Oregon Governor Kate Brown signs a drought emergency declaration in Klamath Falls on Tuesday, March 13, 2018.

Oregon Governor Kate Brown signs a drought emergency declaration in Klamath Falls on Tuesday, March 13, 2018.

Liam Moriarty/Jefferson Public Radio

Drilling for oil and gas off of Oregon’s coast has long been seen as a dicey proposition — filled with potential pitfalls, and without certainty that there’s much to find in the first place.

That’s not stopping Gov. Kate Brown from making it a campaign issue.

In an announcement short on details and long on promises to stand up to President Donald Trump, the governor said Monday that she’s planning to sign an executive order in coming days that will “permanently ban offshore drilling along the Oregon coast.”

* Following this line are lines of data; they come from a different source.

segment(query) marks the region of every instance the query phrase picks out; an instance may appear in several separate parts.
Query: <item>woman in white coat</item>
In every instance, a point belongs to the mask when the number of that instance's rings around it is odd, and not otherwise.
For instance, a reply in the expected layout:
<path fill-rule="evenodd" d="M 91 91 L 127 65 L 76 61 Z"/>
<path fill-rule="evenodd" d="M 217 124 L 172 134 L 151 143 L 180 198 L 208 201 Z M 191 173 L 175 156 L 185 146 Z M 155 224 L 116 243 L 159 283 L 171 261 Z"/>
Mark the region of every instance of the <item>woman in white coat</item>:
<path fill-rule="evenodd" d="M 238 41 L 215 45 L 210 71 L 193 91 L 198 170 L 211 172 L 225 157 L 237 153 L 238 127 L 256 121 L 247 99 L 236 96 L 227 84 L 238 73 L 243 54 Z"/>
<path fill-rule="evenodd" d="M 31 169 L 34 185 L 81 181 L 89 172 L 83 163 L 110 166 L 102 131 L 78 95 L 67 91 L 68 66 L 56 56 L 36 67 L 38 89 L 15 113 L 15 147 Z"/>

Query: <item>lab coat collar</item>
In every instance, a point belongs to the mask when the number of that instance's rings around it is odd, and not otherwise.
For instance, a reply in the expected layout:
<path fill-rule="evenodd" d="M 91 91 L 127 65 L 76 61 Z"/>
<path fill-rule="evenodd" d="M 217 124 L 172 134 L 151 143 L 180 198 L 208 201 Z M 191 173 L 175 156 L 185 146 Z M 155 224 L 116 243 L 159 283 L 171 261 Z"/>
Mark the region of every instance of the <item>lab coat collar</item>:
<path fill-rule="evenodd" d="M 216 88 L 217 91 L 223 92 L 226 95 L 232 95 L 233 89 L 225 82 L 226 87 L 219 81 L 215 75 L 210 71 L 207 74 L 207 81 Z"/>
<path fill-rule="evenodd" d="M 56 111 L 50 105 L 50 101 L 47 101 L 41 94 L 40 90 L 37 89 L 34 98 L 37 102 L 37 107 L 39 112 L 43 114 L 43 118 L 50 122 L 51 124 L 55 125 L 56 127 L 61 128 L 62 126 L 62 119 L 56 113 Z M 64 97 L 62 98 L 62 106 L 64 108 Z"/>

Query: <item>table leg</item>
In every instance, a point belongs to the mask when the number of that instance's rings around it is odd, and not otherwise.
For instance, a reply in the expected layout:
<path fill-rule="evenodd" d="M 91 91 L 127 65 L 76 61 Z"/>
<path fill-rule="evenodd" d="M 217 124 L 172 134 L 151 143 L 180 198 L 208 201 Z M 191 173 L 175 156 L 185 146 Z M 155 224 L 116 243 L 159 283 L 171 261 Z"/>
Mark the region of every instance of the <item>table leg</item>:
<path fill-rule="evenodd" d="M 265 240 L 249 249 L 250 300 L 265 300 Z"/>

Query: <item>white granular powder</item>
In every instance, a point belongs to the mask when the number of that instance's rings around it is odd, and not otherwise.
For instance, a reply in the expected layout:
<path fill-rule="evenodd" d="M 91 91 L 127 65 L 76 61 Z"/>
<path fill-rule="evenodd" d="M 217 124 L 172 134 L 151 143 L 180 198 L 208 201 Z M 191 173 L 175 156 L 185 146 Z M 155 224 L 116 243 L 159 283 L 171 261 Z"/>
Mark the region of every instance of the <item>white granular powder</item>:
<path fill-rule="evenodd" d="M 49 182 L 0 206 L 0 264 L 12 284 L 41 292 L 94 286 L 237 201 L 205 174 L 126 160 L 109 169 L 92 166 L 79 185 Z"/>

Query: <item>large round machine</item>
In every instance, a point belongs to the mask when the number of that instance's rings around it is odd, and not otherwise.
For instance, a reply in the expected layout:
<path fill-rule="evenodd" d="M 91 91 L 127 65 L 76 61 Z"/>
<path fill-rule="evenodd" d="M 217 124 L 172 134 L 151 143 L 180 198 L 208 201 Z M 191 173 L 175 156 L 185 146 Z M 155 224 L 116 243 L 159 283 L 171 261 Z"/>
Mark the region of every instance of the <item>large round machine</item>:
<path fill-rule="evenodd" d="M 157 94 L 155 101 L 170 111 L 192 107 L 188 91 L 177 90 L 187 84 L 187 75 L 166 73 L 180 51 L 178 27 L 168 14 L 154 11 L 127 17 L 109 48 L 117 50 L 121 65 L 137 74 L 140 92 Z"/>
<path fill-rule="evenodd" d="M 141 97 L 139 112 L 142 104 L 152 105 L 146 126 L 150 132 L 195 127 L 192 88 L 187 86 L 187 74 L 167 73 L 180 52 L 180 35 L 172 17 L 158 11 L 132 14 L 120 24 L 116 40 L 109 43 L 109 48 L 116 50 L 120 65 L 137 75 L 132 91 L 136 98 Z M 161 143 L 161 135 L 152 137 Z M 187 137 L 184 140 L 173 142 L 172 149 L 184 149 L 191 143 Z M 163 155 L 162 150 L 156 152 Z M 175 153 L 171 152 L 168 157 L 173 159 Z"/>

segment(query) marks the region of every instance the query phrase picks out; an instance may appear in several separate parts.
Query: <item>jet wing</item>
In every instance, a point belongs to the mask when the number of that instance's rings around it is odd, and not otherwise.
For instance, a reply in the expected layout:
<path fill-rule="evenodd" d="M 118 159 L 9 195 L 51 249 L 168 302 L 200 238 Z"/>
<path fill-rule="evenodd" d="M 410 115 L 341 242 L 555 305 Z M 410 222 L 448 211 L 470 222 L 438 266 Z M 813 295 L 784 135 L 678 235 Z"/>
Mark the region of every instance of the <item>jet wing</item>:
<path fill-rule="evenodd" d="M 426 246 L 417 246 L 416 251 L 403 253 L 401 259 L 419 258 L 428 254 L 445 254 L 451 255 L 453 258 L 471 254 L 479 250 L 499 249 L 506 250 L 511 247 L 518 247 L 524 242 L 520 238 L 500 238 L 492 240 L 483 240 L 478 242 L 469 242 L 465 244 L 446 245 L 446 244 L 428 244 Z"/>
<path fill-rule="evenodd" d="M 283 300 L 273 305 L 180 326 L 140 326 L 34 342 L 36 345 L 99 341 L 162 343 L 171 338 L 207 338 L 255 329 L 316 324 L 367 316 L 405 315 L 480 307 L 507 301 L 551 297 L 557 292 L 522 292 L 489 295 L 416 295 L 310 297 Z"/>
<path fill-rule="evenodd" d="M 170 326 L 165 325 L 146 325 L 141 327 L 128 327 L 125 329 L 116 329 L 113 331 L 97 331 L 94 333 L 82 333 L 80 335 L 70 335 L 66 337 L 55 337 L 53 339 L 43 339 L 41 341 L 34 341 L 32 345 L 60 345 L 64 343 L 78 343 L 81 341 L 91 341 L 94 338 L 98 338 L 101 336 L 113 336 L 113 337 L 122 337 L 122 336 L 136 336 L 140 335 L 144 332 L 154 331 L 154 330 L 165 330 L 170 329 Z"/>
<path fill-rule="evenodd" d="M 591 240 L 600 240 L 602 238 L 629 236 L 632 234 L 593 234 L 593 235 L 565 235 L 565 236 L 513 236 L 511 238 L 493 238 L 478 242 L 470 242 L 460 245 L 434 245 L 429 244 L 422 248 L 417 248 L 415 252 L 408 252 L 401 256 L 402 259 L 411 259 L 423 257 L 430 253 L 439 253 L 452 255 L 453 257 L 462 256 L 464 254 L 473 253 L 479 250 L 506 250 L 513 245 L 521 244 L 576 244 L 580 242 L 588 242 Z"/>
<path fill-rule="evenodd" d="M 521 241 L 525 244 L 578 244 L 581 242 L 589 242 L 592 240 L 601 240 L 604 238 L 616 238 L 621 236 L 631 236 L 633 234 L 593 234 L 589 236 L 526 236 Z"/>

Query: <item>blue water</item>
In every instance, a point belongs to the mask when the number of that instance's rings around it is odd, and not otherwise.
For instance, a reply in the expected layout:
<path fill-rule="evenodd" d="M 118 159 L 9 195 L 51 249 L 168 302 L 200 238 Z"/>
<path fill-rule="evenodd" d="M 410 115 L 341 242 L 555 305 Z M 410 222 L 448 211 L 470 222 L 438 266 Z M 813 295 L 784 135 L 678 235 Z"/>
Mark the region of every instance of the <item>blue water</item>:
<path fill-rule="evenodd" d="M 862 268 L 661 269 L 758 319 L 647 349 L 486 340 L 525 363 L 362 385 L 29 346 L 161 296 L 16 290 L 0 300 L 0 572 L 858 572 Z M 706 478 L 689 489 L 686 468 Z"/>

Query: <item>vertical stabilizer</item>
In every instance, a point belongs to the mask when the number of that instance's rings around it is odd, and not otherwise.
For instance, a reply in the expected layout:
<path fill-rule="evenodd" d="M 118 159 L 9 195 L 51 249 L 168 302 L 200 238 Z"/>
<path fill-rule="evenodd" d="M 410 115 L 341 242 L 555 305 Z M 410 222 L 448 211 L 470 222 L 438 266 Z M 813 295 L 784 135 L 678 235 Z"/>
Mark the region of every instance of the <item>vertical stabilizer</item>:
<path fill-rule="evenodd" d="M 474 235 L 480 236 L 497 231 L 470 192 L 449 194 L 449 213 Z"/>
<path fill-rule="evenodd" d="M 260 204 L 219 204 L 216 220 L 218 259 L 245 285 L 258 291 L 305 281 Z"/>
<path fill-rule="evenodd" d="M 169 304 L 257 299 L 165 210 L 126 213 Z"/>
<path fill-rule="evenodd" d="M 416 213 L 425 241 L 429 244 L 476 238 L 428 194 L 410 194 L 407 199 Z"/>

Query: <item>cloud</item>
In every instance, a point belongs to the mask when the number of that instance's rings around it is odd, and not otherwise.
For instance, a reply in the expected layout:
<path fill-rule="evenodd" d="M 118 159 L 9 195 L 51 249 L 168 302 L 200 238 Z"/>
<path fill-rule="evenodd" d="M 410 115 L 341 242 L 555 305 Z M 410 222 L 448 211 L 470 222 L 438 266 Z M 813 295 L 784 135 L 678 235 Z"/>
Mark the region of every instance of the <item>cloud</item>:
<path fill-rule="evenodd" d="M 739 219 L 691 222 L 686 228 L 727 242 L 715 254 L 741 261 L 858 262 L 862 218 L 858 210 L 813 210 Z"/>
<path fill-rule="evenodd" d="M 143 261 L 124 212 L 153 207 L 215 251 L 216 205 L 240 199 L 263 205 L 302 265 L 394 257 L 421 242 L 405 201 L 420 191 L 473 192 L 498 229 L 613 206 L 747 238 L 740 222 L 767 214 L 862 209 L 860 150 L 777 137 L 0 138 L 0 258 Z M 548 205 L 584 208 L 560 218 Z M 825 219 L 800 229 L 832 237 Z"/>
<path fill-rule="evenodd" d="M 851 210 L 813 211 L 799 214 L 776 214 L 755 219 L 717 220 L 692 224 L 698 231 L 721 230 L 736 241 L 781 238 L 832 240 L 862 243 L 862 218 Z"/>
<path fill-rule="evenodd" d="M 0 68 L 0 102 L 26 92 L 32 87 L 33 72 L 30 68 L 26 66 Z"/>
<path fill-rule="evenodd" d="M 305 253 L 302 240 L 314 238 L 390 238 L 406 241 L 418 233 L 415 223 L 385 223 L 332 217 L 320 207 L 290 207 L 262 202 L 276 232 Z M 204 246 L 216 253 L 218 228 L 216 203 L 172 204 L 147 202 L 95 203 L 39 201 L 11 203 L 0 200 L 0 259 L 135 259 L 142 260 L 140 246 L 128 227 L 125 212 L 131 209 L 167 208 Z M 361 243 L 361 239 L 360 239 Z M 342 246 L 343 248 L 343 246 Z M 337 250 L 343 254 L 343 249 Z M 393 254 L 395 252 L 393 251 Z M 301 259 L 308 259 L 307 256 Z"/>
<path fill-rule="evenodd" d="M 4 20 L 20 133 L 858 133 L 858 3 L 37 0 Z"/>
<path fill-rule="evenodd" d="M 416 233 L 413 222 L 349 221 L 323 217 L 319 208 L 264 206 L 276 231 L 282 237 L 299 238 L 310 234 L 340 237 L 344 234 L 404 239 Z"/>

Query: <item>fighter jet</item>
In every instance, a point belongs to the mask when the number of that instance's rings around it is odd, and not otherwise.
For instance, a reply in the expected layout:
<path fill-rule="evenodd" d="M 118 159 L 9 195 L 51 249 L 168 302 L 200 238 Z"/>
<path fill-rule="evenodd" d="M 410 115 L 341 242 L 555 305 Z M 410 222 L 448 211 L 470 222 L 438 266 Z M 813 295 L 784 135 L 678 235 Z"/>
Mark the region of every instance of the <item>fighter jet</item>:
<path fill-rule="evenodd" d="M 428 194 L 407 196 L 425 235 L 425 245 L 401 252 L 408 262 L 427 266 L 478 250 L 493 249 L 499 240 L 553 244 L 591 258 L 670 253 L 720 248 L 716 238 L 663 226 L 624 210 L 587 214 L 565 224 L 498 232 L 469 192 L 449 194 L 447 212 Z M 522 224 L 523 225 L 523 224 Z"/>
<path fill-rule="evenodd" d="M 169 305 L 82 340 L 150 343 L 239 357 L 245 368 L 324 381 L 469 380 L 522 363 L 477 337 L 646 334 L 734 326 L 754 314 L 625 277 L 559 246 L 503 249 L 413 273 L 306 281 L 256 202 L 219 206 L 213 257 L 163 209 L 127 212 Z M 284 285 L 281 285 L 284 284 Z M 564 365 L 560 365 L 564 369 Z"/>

“The executive order will make it very clear to the oil and gas industries that Oregon is not for sale,” Brown said during a press conference in downtown Portland.

The move is Brown’s latest response to news earlier this year that Interior Secretary Ryan Zinke plans to open up federally controlled offshore areas around the country to oil and gas exploration. Following that announcement, Brown and other West Coast governors pressed Zinke for an exemption to potential drilling, something he extended to the state of Florida.

Brown says she’s still waiting for clarity.

“For the past nine months I’ve been calling on Secretary Zinke to rescind his expansion on drilling for the Oregon coast,” she said. “Despite his promise to give our state certainty, nothing is happening. Time is up.”

Specifics of what Brown has in mind weren’t plentiful at the announcement. The state controls a band of water and land extending three miles out from its coast line, and that area currently has a state-enforced moratorium on oil and gas drilling.

The federal government has say over the continental shelf beyond the three-mile point. Asked how she intended to exert control over that area, Brown said only that she’d “cover” the continental shelf with her executive order “and we will work to pass legislation to make that it’s incorporated into state statute so that the next governor cannot just erase it with a pen.”

A draft copy of the order is not available, Brown said.

Following the event, staff from the Oregon League of Conservation Voters and the governor’s office clarified that the proposal actually targets infrastructure within the three-mile zone Oregon controls. Brown is essentially planning to order state agencies not to issue permits for piers, pipelines and other structures that would be needed to support an offshore drilling rig. California passed similar legislation earlier this year.

The move is likely to appeal to some voters as Brown enters the final days of a highly competitive re-election bid against Republican state Rep. Knute Buehler. There’s little evidence it’s immediately necessary.

As OPB has reported, no one has drilled off the Oregon coast since 1964, when companies turned up very little. There are possibly 810 million barrels of “undiscovered technically recoverable” oil and gas off the coast of the Pacific Northwest, but it’s unclear how much of that would be feasible to collect.

Even Brown has suggested in the past that Zinke has little faith that drilling would occur off of Oregon. She told the Huffington Post in March that Zinke had told her “that the return on investment is not very lucrative for offshore drilling, off of Oregon and Washington coasts. The return on investment is not good. We know that.”

Asked about that Monday, Brown said the lack of further clarity from federal officials forced her hand.

“There’s no reason why they shouldn’t have given us certainty when I asked for it nine months ago,” she said. “We’ve been waiting and waiting and waiting [for them] to say no we’re gonna exclude Oregon. They wouldn’t give me that promise. That’s why we’re moving forward.”

At the event, Brown appeared with officials with the Sierra Club and Oregon League of Conservation Voters, along with two members of the Confederated Tribes of Warm Springs.